Chemguide: Support for CIE A level Chemistry
Learning outcome 37: Analytical techniques
37.1 Thin-layer chromatography
Learning outcomes 37.1.1, 37.1.2 and 37.1.3
Make sure that you read the statements as we go through them below.
You need to start by reading the page about thin layer chromatography. We will look more precisely at the syllabus requirements when you have seen the whole thing.
This is just like the paper chromatography you may be familiar with, except that you use something other than paper.

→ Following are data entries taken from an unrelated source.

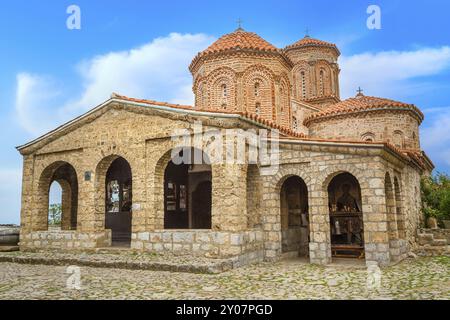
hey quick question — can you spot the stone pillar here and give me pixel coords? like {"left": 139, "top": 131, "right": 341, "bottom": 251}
{"left": 19, "top": 155, "right": 35, "bottom": 236}
{"left": 211, "top": 164, "right": 248, "bottom": 232}
{"left": 363, "top": 174, "right": 391, "bottom": 266}
{"left": 309, "top": 187, "right": 332, "bottom": 265}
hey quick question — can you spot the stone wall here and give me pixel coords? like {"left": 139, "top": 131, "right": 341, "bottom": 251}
{"left": 20, "top": 230, "right": 111, "bottom": 250}
{"left": 130, "top": 230, "right": 264, "bottom": 261}
{"left": 307, "top": 111, "right": 421, "bottom": 150}
{"left": 17, "top": 102, "right": 425, "bottom": 267}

This just wants you to know what the term stationary phase means. This is just the chemical part of the chromatography process which doesn't move. The syllabus specifically mentions aluminium oxide on a solid support, but it could equally well be silica gel on a solid support.
This is about the mobile phase - the liquid used to separate the components of a mixture. It can be polar or non-polar, and the polarity matters. We will talk some more about that in statement 37.1.3.
The most non-polar solvent would be something like a liquid hydrocarbon where the only intermolecular forces involved are van der Waals dispersion forces.
The most polar would be a solvent like ethanol or ethanoic acid where you have the full range of intermolecular attractions including hydrogen bonding.
Chromatography solvents are frequently a trial-and-error mixture of solvents.
The Rf value is discussed in detail on the page you have read.
The solvent front is the point reached by the solvent as it moves up the plate. The baseline is the pencil line where a spot of the initial mixture is placed.
Make sure that you know how to work out and use Rf values. There has been at least one question where you were expected to work these out from a diagram of a thin-layer chromatogram. See, for example, May/June 2019 paper 42 Q7.
You should also know their relevance to chromatograms where a mixture is run against possible known components. All of this is covered in the page you have read.
This is an important statement, and is covered on the Chemguide page you have read under the title "What separates the compounds as a chromatogram develops?"
You need to consider the intermolecular attractions between the substances in the solution with the solvent (the mobile phase) and with the stationary phase.
For example, if the attractions between the solute and the solvent molecules are strong, and between the solute molecules and the stationary phase are weak, the Rf will be high. The molecule you are investigating will spend more time in the solvent than stuck to the stationary phase.
If you change the solvent so that there is less attraction to the solute molecules, then the solute will spend less time in solution and the Rf value will be less.
If you don't have a really good understanding of the various sorts of intermolecular attractions possible between organic molecules, you aren't going to make a success of this.
A question on this is unlikely to be worth much more than 1 mark, but 1 mark is all you need to lose to possibly miss the grade you need.